Abbassando la guardia dò la  buonanotte a tutti e vado in camera mia.

Nick ormai è sveglio, ha ancora gli occhi assonnati. Mi saluta con un bacio ed esce dalla stanza lasciandomi spazio nel letto.

Sono così stanca, oggi è andato tutto male; vorrei rivedere David... anche solo per urlargli in faccia che è uno stronzo.
Ho bisogno di sentire la sua voce. Anche se non si merita un bel niente, non doveva baciarsi quella ragazza, mi sento tradita, anche se non ne ho il diritto. Infondo può fare quello che vuole, non stiamo insieme e la vita è sua. Sono consapevole di aver sbagliato anch'io, ma in quel momento non ero in me, non me la sentirei mai da sobria di baciare un ragazzo solo per ripicca. DEVO TORNARE IN ME, NON POSSO AFFEZIONARMI AL PRIMO CHE PASSA.

*****

<<Katy, è tardi, sono già le sette meno venti, svegliati su!>> mi "sussurra" con la delicatezza di un elefante mamma all'orecchio.

<<Oggi non vado a scuola, mamma, lasciami dormire>> dico prendendo il cuscino alla mia destra, per poi poggiarlo sul viso.

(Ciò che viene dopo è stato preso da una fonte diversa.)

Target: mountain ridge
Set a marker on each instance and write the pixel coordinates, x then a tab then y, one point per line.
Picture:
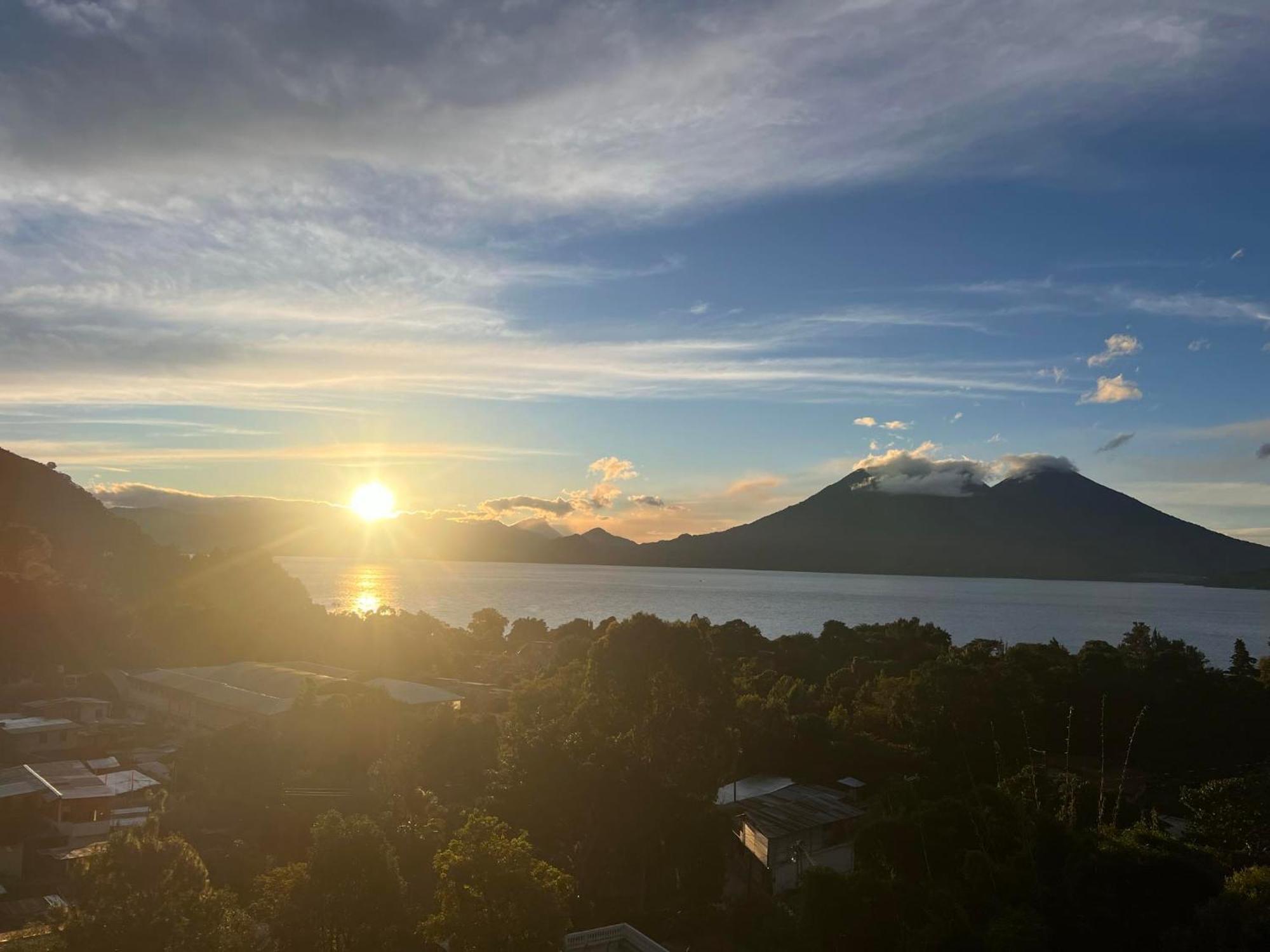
1051	524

<<Fai come vuoi, ora vado a lavoro. Ti lascio una lista in cucina, compra quello che c'è scritto. I soldi li appoggio sul tavolo>> esce dalla stanza e riprendo a dormire. Sinceramente non me la sento di tornare a scuola dopo quello che è successo al mio povero nonnino, scoppierei a piangere con poco o niente e non ho voglia di mostrare la mia fragilità a nessuno.

*****
<<Nonno! Nonno>> continuavo ad urlare cercandolo invano. La camminata si era verificata più lunga di quanto credevo sarebbe stata, non mi ci volle molto a capire dove si fosse nascosto. Attraversando la navata mi guardai intorno ed era tutto deserto, la vera pace dei sensi. Quando i miei piedi attrezzati di scarpe arrivarono a toccare la sabbia iniziai a sprofondare quasi come se mi trovassi su delle montagne russe. Mi calai per levarmele e le appoggiai con non curanza su un muretto non troppo lontano da dove mi trovavo. Sentivo solo lo sbattere delle onde contro la sabbia, era un rumore così intenso. Di solito il suo suono veniva sovrastato dalle voci dei bagnanti, ma quando mi trovai lì, in silenzio, era tutta un'altra cosa. La sabbia bagnò i miei piedini ormai nudi, intanto io velocemente percorsi la spiaggia. Quando arrivai sulla riva mi accorsi di un piccolo ferro in verticale, una canna da pesca. Ne ero sicura, solo dopo mi resi conto che il mio caro nonnino stava lì, con i piedi nell'acqua a pescare gioiosamente. Non si accorse della mia presenza, rimase a fissare l'orizzonte godendosi ogni singolo istante di quel momento. Io mi avvicinai a passo lento e delicato e lo affiancai.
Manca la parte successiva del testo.